The group were in the midst of interrogating the strangest of men (Wizzillim? Villizum?… it matters not) about the nature of a subterranean dwarven complex to be found nearby. The man was clearly a scholar, and of the very worst kind – I feel he was droning on more to himself than to us, and his uncanny ability to bore us to the edge of unconsciousness rivalled the strongest sleep magicks I have yet encountered.
As with all valuable ores, however, dig deeply enough and you will find a nugget. The old intellectual confirmed some details of the complex that the party had encountered, and offered tantalizing hints of other, and greater, sections of the ruin that could be explored. Indeed, the point was made that riches may lie within those dank catacombs! It was the prospect of securing a few more gold pieces that yanked me from my near-slumber; these many weeks of scarcity, living on game and creek-water, have greatly improved my appreciation for the weighty jingle of a few coins in the belt pouch.

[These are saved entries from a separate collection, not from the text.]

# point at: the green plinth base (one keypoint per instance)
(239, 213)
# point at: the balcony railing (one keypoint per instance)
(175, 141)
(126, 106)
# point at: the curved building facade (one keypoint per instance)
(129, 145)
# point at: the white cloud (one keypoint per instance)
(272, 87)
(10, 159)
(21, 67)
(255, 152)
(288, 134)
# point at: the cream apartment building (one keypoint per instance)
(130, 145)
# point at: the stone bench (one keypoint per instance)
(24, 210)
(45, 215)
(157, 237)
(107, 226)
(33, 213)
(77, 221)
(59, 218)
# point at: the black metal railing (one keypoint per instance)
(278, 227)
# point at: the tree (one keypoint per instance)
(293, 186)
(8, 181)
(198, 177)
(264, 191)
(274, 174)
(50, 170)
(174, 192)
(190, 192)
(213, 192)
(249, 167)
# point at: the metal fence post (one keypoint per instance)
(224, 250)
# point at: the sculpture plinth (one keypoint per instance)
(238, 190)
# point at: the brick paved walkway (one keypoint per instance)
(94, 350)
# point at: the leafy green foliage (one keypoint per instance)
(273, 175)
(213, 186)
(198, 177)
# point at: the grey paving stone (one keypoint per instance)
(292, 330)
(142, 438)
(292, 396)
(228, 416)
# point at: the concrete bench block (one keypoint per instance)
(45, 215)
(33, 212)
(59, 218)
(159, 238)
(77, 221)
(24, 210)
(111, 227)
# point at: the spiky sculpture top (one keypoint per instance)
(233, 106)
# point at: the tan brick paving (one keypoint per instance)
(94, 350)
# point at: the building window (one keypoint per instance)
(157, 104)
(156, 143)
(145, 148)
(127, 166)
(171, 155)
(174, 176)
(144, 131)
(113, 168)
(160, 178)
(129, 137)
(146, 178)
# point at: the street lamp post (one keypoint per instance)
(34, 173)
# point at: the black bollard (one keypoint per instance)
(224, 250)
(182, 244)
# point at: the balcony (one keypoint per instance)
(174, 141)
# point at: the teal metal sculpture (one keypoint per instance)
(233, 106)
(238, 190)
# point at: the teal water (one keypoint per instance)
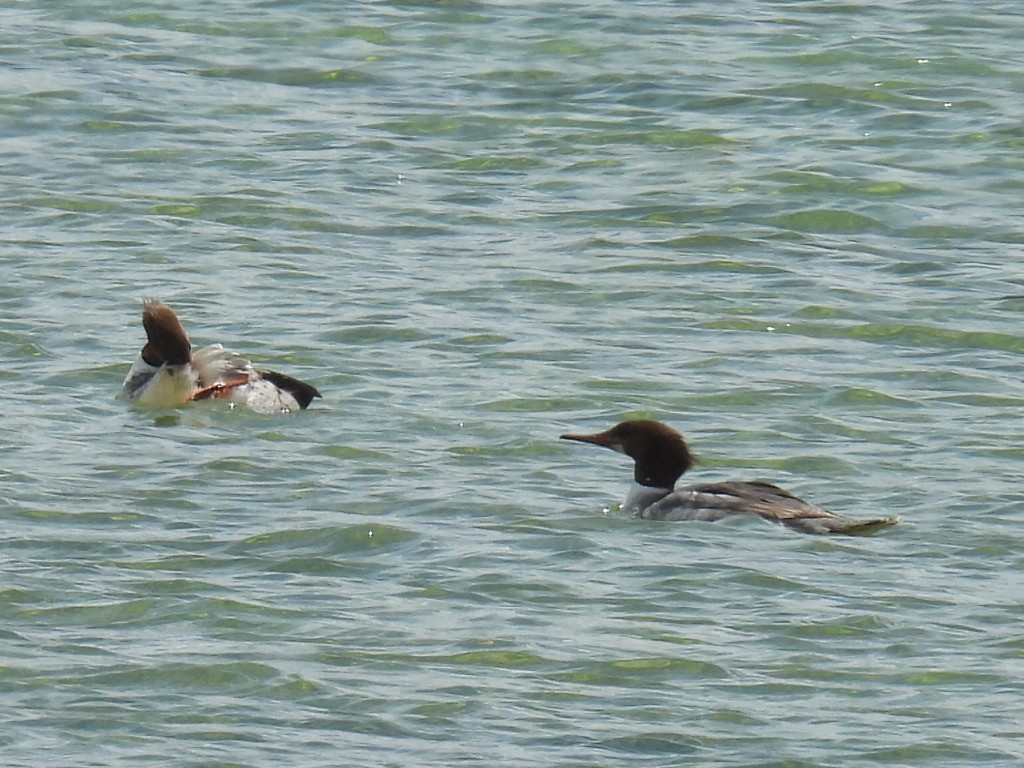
(792, 229)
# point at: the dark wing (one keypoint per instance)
(302, 392)
(715, 501)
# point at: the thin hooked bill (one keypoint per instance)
(600, 438)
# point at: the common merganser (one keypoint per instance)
(660, 457)
(166, 373)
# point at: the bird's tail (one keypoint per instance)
(839, 524)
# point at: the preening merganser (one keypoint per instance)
(660, 457)
(167, 373)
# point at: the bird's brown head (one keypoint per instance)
(167, 340)
(659, 453)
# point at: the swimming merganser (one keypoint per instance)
(166, 372)
(660, 457)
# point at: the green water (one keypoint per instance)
(791, 229)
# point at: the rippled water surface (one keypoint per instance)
(792, 229)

Returning to the hill near the great lake where the entrance to the complex lay, we encountered an organized guard of Orcs – ORCS, DAMNATION BE UPON THEM – securing the portal on top of the hill. I struggle to record these next words, because my mind reels at the reality of what I witnessed – but we also spied another group with a mixture of Orcs (damnation be upon them) and humans. Humans. TOGETHER! What strange and hellish circumstance brought together Orcs (damnation be upon them) and humans to work in concert will forever lie beyond my ability to understand. After witnessing with my own eyes the depredations and cruelties that the Orcs of the Sithasten mountains visited on the people of Dawn, the people of Femo, my city, indeed the people of my own family – I tremble with rage at the thought of humans in league with the Orcish devils (damnation be upon them). I pledge, with these words, that I will exult in watching the spark leave the eyes of these humans as they bleed out upon my sword. I swear it.
After a failed attempt to split the guard detail in two and draw them into a trap we had set in the woods, we have pulled back to this frigid campsite to regroup and consider our next move. That we will stay here and find a way to re-enter the complex, I have no doubt. The bravery of the warriors I have joined is beyond question, after seeing for myself the peril to which they subjected themselves in attempting to draw the Orcs (damnation be upon them) into our trap. Not since the Thrice-Blessed Stand of Heroes at the doors of Femo Basilica have I seen such valour in the face of evil. I will do my utmost to reflect this courageousness myself.
And so, as this 70th day of Winter slowly becomes the 71st, I will close this journal and move a little closer to the fire – the ink is beginning to freeze and I can no longer feel my feet. As always, may the memory of my Orc-slain father warm my soul, harden my heart, and steady my hand.